During the first half of the semester, students should actively discuss with the instructor to choose a suitable research topic to work on. The end result of this discussion should be formalized in the form of a proposal (or an extended abstract) which includes the following:
Problem definition
Data acquisition and preparation strategy
Proposed solution (can change over time)
Schedule
Expected outcome
Around a month before the end of semester, a progress report should be submitted. The report is of the same format as the proposal's with the addition of any ongoing developments and temporary results. Finally, the final report is due on the date of final, and should be delivered in a form of a conference paper. The required format should follow that of ICML's: https://icml.cc/Conferences/2023/StyleAuthorInstructions. The appropriate length should be at least 5 to 6 pages, double column.

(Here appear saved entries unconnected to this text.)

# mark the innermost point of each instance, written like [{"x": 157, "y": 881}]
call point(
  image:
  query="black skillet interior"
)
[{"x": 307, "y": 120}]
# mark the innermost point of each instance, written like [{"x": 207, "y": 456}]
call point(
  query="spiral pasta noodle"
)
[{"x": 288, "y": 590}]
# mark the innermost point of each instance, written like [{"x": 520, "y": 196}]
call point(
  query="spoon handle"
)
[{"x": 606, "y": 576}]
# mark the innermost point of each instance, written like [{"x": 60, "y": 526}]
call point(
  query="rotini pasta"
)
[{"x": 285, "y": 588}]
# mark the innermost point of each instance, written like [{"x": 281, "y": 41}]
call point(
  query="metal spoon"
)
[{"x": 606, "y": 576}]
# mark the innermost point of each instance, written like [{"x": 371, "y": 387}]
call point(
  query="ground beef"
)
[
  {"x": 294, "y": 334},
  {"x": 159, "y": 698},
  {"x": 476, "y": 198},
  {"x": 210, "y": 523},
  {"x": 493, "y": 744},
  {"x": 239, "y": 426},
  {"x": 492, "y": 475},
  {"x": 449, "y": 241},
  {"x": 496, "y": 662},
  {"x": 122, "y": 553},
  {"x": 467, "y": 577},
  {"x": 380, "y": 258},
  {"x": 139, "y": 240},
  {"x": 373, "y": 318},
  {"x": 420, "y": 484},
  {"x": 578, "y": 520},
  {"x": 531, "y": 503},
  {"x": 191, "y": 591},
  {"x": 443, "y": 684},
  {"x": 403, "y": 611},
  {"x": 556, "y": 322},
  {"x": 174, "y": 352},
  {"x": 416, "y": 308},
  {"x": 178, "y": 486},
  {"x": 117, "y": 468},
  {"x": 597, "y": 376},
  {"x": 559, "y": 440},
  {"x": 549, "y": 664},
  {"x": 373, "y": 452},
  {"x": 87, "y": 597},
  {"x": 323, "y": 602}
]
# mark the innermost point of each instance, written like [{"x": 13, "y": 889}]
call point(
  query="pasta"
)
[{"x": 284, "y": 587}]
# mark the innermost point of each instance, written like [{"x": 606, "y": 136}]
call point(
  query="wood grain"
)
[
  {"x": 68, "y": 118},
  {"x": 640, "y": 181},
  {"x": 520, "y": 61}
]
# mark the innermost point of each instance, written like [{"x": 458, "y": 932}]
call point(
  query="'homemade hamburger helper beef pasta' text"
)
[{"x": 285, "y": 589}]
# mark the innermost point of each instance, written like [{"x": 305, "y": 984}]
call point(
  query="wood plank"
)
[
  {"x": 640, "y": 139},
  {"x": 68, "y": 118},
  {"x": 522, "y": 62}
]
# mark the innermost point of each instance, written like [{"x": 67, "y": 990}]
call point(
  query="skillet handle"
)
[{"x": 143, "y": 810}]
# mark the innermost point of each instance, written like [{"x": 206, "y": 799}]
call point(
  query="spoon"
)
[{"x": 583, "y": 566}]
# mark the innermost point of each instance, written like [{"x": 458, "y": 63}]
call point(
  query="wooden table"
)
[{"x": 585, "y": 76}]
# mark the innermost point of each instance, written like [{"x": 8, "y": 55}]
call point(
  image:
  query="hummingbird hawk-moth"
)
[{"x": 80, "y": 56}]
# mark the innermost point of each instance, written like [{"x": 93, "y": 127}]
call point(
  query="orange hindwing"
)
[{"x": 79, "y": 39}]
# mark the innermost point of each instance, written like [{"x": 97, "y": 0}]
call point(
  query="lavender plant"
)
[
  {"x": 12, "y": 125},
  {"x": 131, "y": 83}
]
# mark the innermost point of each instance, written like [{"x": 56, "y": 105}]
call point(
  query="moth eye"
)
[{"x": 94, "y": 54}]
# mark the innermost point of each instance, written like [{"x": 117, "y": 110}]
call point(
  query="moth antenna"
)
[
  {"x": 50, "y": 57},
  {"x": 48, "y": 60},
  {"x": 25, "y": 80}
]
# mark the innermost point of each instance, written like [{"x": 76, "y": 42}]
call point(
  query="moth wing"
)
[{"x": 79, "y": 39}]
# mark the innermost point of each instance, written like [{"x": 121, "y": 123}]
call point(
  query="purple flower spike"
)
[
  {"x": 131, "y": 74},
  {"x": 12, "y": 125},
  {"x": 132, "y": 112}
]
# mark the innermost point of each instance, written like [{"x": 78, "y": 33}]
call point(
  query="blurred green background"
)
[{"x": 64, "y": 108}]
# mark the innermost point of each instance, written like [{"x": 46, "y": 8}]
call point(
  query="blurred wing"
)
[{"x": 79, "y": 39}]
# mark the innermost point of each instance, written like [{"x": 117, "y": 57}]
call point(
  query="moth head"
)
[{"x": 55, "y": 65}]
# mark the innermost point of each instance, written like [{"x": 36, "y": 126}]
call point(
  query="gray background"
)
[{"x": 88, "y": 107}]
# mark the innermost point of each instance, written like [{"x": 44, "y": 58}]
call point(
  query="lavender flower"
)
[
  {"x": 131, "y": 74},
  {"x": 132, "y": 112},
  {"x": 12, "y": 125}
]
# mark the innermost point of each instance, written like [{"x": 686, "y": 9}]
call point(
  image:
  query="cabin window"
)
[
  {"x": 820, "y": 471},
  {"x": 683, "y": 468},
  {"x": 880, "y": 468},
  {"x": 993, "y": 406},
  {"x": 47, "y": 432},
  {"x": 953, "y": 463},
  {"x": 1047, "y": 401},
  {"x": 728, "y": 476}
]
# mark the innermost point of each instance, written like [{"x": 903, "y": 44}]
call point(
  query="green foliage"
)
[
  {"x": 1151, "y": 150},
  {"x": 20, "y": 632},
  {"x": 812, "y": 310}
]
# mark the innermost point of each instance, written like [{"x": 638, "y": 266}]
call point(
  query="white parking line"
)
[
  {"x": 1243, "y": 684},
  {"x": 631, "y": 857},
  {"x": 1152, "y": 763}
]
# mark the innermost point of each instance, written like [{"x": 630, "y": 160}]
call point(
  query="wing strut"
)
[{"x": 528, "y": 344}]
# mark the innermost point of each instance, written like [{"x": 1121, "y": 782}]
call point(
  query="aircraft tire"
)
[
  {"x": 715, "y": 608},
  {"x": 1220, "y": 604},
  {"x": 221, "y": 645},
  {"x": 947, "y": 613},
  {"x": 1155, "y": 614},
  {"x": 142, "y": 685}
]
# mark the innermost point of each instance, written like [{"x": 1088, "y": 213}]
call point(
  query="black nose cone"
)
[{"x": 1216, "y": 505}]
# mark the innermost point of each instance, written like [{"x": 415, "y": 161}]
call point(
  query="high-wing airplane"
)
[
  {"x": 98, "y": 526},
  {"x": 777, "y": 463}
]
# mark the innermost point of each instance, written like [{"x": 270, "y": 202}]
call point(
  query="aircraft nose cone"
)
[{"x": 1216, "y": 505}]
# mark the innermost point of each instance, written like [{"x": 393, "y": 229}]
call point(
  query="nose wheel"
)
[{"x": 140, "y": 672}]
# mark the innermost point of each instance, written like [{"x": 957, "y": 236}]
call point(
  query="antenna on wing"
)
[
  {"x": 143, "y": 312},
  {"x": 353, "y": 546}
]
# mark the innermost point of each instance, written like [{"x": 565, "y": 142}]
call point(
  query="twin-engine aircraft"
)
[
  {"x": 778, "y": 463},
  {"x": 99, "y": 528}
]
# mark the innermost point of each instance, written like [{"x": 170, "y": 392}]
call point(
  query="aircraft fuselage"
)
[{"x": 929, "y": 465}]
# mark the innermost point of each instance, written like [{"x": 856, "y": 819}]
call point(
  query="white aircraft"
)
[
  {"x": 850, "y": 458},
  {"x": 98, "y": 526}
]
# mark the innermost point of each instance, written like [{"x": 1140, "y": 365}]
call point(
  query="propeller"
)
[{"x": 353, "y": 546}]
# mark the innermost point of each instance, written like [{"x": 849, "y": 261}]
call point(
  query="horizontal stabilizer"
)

Students should pursue their academic goals in an honest way that does not put you at an unfair advantage over other students. You are responsible for all work you submitted and representing other’s work as yours is always wrong. Faculty is required to report any suspected instance of academic dishonesty to the school. Regarding your homework, you are encouraged to discuss it with others, but you should write your own code. For more information please refer to http://www.stonybrook.edu/commcms/academic\_integrity/index.html.
If you have a physical, psychological, medical or learning disability that may impact your course work, please let the instructor know. Reasonable accommodation will be provided if necessary and appropriate. All information and documentation are confidential.
Stony Brook University expects students to respect the rights, privileges, and property of other people. Faculty are required to report to the Office of Judicial Affairs any disruptive behavior that interrupts their ability to teach, compromises the safety of the learning environment, or inhibits students' ability to learn. Faculty in the HSC Schools and the School of Medicine are required to follow their school-specific procedures.